Checkpoint pain often looks like a ghost in the latency graph.
Every so often, writes slow down, query latency climbs, then everything recovers. No deploy. No obvious slow query. CPU may look fine. The missing piece is often that Postgres is flushing dirty pages harder than your storage can absorb comfortably.
Checkpoint tuning is not about eliminating writes. It is about making them predictable.
The real pain is periodic latency nobody owns
Users do not care that the spike came from checkpoint behavior. They care that the app feels randomly slow. Your job is to connect latency spikes to checkpoint timing, WAL volume, write pressure, and storage capacity.
Once the pattern is proven, the fix is usually smoothing: larger WAL budget, sane checkpoint timing, and enough I/O headroom for the workload.
What is actually happening
Postgres does not write your data to disk at the moment of COMMIT. It writes the WAL record (write-ahead log), and the actual table page sits in shared_buffers waiting to be flushed. A checkpoint is the periodic event where Postgres says, "OK, time to actually flush dirty pages from shared_buffers to disk so I do not have to keep them in WAL forever."
When a checkpoint kicks in, it does a burst of disk writes. On default settings, that burst can be enough to saturate your I/O for tens of seconds. Concurrent writes from the application have to wait. Latency climbs. Then the checkpoint finishes, latency returns to normal.
This is a default-settings problem. Postgres ships configured for a small workload. A serious production database needs different defaults.
The four settings that matter
checkpoint_timeout — how often a checkpoint runs by time. Default is 5 minutes. For a busy database, 15 to 30 minutes is more reasonable. Longer means each checkpoint flushes more pages, but it also means fewer checkpoints, less overall write amplification, and better cache hit rates between checkpoints.
max_wal_size — soft cap on WAL accumulated between checkpoints. Default is 1GB, which is comically low for any database doing real writes. A modern busy database wants 8GB to 64GB. The bigger this is, the less likely a checkpoint is forced by WAL pressure rather than by time.

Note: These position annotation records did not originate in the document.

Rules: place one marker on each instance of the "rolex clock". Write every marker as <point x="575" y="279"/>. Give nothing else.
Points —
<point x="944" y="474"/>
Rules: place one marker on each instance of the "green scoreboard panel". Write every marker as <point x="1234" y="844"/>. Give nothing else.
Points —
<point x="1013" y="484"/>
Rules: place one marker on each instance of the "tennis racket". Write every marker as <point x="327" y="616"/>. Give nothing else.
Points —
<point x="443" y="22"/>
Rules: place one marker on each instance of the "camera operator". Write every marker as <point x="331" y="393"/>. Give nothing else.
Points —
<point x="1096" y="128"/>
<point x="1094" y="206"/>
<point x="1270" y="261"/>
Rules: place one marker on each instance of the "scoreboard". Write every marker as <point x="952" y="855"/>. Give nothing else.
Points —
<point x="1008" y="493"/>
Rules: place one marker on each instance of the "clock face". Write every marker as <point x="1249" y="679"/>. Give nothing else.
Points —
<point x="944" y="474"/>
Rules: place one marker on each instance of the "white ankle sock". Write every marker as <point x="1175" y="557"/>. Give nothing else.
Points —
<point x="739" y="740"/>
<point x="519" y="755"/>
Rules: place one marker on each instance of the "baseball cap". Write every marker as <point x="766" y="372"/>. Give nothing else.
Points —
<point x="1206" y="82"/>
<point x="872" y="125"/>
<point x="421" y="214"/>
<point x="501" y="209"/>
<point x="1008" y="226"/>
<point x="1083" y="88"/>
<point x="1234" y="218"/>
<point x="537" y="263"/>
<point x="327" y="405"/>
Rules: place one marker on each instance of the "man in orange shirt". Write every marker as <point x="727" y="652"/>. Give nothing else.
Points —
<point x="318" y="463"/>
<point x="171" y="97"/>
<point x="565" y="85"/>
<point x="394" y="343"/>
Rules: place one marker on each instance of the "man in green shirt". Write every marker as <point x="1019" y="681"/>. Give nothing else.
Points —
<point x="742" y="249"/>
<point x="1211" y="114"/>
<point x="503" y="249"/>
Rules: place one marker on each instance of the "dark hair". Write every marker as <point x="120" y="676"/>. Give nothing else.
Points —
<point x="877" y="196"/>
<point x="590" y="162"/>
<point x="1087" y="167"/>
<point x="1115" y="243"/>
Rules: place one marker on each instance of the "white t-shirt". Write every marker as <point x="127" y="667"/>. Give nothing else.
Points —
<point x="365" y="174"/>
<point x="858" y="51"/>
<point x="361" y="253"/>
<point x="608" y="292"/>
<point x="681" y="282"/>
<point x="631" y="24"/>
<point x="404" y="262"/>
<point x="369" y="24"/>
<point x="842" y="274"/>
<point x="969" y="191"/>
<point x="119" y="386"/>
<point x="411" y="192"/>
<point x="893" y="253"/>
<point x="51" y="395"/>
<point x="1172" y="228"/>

checkpoint_completion_target — how much of the checkpoint interval to spread the writes across. Default is 0.9. Leave it. Older guides talk about tuning this; modern Postgres handles it well by default.
bgwriter_lru_maxpages and bgwriter_delay — the background writer flushes a small number of dirty pages continuously, smoothing out the work the checkpoint has to do. Bumping bgwriter_lru_maxpages from the default 100 to 500 or 1000 means more pages flushed continuously, less to flush at checkpoint time.
The shape I usually settle on
For a busy production database (RDS or self-managed, doesn't matter):
ALTER SYSTEM SET checkpoint_timeout = '15min';
ALTER SYSTEM SET max_wal_size = '16GB';
ALTER SYSTEM SET checkpoint_completion_target = 0.9;
ALTER SYSTEM SET bgwriter_lru_maxpages = 500;
ALTER SYSTEM SET bgwriter_delay = '20ms';
SELECT pg_reload_conf();
These are starting points. The exact values depend on workload.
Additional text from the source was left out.